Using Logical Neuron Cores (LNC)#
This topic covers how to use multiple neuron cores by launching your NKI kernel on multiple cores at the same time. This overview will cover how to launch kernels, and the basic methods for writing a kernel to run on multiple cores.
Logical Neuron Cores (LNC)#
The Neuron SDK supports running NKI kernels on multiple logical cores. When launching a kernel, you can opt to run the kernel on 1 or 2 logical cores. If you choose to run on 2 logical cores, at runtime, your kernel will be run on two physical cores (if available) that have shared HBM memory (see Trainium3 Architrecture <trainium3_arch> for more details on NeuronCores). These two version can operate on different parts of the input data, increasing overall performance of your kernel.
NKI gives you a few mechanisms to for using Logical Neuron Cores (LNC). We will look briefly at each of these, specifically we will describe:
How to launch a kernel on multiple cores
How to tell if a kernel is running on multiple cores
How to tell which core a kernel is running on
Launching a kernel on multiple cores#
To launch a NKI kernel on multiple cores, you specify the number of cores to use, in square brackets, when calling the kernel. For example, suppose we have a kernel called lnc_test, and we want to launch this kernel on two cores.
# Launch lnc_test on 2 cores
lnc_test[2](input)
The bracket syntax must contain only one number, the number of cores to use. If no brackets are given the number of cores defaults to 1. If the number is too large for the current architecture, then you will receive an error.
# Launch lnc_test on 1 core
lnc_test(input)
# Launch lnc_test on 1 core
lnc_test[1](input)
# Launch lnc_test on 2 cores
lnc_test[2](input)
# Launch lnc_test on 8 cores (ERROR on current architecture)
lnc_test[8](input)
Programming for multiple cores#
When writing a NKI kernel for multiple cores, there are two important APIs that can be used to tell how many cores are being used and which core the current instance is running on. These APIs are called num_programs and program_id.

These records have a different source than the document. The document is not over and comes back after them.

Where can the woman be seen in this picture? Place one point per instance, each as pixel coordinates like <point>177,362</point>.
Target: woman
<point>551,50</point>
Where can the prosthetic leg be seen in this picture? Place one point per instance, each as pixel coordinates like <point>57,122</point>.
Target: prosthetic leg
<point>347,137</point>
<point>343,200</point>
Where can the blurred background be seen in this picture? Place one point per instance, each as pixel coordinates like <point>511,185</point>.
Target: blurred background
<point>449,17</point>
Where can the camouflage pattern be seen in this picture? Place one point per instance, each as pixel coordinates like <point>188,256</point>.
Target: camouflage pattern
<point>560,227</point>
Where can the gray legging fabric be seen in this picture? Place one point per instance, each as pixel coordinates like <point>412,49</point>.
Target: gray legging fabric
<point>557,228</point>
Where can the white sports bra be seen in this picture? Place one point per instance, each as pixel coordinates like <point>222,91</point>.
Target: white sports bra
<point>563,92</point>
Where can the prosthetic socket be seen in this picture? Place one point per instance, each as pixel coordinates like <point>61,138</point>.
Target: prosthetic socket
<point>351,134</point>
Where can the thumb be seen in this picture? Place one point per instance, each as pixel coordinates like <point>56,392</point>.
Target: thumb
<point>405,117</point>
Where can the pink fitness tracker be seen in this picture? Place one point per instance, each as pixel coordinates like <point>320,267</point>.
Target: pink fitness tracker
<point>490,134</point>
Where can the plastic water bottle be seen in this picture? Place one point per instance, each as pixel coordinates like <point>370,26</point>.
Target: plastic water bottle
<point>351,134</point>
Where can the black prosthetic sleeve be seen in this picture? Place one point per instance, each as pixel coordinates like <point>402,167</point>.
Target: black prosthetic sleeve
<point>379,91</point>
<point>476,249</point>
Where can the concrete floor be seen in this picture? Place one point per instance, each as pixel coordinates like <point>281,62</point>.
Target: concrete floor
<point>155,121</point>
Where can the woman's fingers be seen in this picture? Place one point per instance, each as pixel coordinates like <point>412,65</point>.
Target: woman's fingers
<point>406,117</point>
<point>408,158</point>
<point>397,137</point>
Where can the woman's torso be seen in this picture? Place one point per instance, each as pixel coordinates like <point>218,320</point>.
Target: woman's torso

The num_programs API will return the total number of cores the current kernel is running on. If LNC is not being used, this API will return 1. So, we can tell if we are running on multiple cores by inspecting the result of this variable:
@nki.jit
def lnc_test(input):
if nl.num_programs() > 1:
print("Running on multiple cores")
else:
print("Running on one core - no LNC")
# Launch lnc_test on 1 core
# prints "Running on one core - no LNC"
lnc_test(input)
# Launch lnc_test on 2 cores
# prints "Running on multiple cores"
lnc_test[2](input)
The program_id API will return the logical core id that the current instance is running on. In the case of LNC=2, this API will return either 0 or 1. When not using LNC, this API will return 0. This API can be used to programmatically divide work between multiple cores.
For example, suppose we have a tensor with shape 2x128x128 and we want to compute the reciprocal of all of the elements of this tensor. We can write a kernel function that is LNC-aware and can make use of extra cores when available.
def lnc_test(input):
# Check the first dimension is 2 for this example
assert input.shape[0] == 2
# create temporary storage on SBUF for comptation
in_tile = nl.ndarray(input.shape[1:], input.dtype, buffer=nl.sbuf)

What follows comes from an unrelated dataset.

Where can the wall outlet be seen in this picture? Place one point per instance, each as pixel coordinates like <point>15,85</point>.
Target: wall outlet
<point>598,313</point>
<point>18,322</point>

out_tile = nl.ndarray(input.shape[1:], input.dtype, buffer=nl.sbuf)
# create output tensor
output = nl.ndarray(input.shape, input.dtype, buffer=nl.shared_hbm)

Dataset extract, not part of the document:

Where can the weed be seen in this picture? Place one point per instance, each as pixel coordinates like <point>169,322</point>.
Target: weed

if nl.num_programs() == 1:
# Not using multiple cores, process two tiles
for i in range(2):
nisa.dma_copy(in_tile, input[i])
nisa.reciprocal(out_tile, in_tile)
nisa.dma_copy(output[i], out_tile)
else:
# Using multiple cores, process tiles in parallel, one per core
i = nl.program_id(0)
nisa.dma_copy(in_tile, input[i])
nisa.reciprocal(out_tile, in_tile)
nisa.dma_copy(output[i], out_tile)
return output
The code above has two cases, one for when we are not using LNC (num_programs returns 1), and one for when we are using LNC=2 (num_programs returns 2). In the non-LNC case, there is a for loop that processes each input tiles one after the other. However, in the LNC=2 case, we can use the program_id API to query which core we are on. This API will return either 0 or 1. The code uses the program_id to have each core process one of the two tiles, in parallel.
Final Notes —
Using LNC can improve the performance of NKI kernels by leveraging multiple NeuronCores. However, there are two things to be mindful of when using LNC. First, the inputs and outputs of the kernel should be stored in the Shared HBM that all of the cores can access. Second, the Neuron SDK assumes that when running a kernel on multiple cores, the program on each core is “the same”. This means that each core is executing the same basic control flow as the other cores. Most of the time, this requirement will be automatically satisfied by the NKI compiler. However, if you use dynamic control flow, and this control-flow is different on the different cores, then the behavior is undefined, and you will likely receive an error at runtime.